A neat way to organize your source code
Originally published at xiaolongtongxue.com.
Before the Start
As a developer, we deal with words, files, directories every day. You don’t want your codebase messing up just like you do in your code architecture, the style, or the code itself.
In the book [How Google Works][1], it says, ‘Messiness is a virtue’(page 38). It’s not something around us neatly but the way we do something neatly matters. If you have not a clear way to organize, maybe you’ve come to the right place.
The way below is inspired from [the GOPATH Setting of Golang][2].
Put all your code in one single place
I prefer ~/src. It’s clear and points the user home directory thus you have all the rwx access.
Classify your project
Assuming you have 4 types of projects, {} is a placeholder.
1. Company project: ~/src/{example.com}/{project}
2. Community project: ~/src/{example.org}/{project} or ~/src/github.com/{organization}/{project}
3. Personal project: ~/src/github.com/{you}/{project}
4. Testing scratch project: ~/src/scratch/{project}
Note: I strongly recommend you to choose github.com(or alternatives) as root path of personal project. I know the feeling when you write something cool and want share with others. This is called social coding and what makes a good software today. However, if you don’t want to open source, just keep it there and no publish proceeding.

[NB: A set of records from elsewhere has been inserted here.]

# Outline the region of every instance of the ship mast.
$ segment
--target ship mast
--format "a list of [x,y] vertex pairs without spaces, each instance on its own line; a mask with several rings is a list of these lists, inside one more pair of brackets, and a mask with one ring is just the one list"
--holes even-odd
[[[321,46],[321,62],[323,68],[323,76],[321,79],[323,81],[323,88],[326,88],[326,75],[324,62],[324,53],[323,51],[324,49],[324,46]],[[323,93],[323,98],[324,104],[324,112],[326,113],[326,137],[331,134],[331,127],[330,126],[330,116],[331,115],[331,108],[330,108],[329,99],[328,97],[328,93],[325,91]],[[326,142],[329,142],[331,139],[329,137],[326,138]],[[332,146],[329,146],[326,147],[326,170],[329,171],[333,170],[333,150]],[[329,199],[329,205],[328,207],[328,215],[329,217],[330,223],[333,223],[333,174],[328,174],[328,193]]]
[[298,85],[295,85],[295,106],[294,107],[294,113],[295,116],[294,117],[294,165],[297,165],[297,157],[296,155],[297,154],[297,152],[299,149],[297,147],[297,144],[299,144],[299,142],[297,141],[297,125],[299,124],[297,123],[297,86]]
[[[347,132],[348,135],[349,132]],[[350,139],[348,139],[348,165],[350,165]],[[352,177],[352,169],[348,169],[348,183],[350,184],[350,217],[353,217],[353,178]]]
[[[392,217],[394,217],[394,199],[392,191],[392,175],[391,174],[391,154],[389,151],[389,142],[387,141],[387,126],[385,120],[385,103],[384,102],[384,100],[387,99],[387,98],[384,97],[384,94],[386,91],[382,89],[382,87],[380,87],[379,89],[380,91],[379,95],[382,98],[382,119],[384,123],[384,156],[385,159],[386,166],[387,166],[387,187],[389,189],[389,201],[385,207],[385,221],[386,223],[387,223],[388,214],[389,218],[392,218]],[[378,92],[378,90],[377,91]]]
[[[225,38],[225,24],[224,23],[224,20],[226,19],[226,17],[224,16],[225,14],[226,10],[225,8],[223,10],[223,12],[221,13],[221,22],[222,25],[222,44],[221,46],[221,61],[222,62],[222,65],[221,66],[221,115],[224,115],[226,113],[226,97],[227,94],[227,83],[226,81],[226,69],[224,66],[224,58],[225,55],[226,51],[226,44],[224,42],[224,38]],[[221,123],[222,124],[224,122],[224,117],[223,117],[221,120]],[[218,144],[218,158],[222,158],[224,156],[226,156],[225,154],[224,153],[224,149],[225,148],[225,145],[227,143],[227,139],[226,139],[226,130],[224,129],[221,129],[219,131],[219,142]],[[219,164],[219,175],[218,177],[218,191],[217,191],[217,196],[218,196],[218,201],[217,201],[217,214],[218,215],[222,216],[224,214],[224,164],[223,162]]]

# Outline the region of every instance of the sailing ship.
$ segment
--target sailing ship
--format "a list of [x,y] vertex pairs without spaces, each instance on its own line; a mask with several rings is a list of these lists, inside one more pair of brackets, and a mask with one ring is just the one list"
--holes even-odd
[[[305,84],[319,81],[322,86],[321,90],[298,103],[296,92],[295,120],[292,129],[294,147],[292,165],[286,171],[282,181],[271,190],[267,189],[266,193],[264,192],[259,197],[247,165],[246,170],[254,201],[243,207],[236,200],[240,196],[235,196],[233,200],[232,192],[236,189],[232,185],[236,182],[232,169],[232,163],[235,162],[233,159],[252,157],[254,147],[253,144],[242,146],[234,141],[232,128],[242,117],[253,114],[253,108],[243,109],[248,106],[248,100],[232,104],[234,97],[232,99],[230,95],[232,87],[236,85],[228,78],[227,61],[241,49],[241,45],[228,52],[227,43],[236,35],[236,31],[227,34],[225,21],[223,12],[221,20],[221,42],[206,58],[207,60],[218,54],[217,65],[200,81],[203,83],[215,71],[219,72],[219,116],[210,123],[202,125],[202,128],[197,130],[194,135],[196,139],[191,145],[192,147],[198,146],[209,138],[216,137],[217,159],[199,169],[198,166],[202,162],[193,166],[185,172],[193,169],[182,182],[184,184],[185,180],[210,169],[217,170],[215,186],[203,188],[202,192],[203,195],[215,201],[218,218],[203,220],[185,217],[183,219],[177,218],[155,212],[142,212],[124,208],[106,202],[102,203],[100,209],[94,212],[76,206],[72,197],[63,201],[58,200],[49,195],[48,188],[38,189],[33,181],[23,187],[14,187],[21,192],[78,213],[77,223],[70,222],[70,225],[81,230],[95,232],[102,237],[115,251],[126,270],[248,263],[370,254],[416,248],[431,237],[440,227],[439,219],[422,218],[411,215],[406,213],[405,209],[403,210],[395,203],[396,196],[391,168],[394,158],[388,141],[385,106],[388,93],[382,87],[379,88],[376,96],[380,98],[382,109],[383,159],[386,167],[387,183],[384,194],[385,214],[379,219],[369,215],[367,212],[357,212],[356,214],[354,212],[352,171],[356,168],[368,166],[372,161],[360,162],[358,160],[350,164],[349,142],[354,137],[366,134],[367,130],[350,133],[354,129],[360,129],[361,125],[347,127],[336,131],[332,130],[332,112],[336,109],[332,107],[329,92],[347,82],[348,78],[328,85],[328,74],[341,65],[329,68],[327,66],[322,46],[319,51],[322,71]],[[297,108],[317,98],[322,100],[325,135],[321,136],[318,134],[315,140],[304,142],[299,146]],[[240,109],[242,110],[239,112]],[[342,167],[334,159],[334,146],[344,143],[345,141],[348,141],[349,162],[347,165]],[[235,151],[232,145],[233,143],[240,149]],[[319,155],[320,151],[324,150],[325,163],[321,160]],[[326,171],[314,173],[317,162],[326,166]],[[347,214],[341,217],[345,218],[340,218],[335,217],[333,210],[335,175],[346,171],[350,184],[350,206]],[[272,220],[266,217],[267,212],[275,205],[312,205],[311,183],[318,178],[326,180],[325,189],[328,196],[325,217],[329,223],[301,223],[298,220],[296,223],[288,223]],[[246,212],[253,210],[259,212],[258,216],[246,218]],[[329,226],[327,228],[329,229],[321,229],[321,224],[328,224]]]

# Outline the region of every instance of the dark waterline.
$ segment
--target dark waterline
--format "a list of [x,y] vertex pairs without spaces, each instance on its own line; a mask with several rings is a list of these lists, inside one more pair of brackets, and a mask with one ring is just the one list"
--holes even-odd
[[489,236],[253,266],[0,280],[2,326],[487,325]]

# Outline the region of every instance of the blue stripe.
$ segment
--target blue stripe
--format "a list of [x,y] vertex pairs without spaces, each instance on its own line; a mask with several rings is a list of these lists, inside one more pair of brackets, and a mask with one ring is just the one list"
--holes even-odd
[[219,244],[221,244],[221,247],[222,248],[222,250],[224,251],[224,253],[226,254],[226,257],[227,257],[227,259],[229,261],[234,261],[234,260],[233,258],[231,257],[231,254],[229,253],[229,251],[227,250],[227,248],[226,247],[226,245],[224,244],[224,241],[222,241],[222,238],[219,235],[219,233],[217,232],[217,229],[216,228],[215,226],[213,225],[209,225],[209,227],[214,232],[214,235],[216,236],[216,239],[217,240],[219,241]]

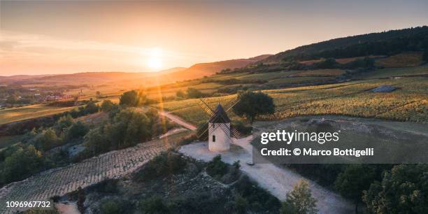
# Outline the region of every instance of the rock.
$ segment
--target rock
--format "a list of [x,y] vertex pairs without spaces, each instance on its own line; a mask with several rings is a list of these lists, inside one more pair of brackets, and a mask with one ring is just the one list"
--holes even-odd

What if I clone a project form a remote repository?
Same, suppose the author or the community called Bob, puts it into ~/src/github.com/Bob/{project}.
Bonus
After you build a project from ~/src and outputs executeable file(s), resident it to ~/bin if you have no other good reasons. The same goes for the var, usr, pkg, lib, etc. . Be a good citizen in *Nix world.
If you write Go code, set GOPATH to ~/src, all your build artifacts would be seen in ~/bin, it’s fine, isn’t it?
Finally, there are no rules from this article but some personal suggetions. Thanks for reading, happy hacking!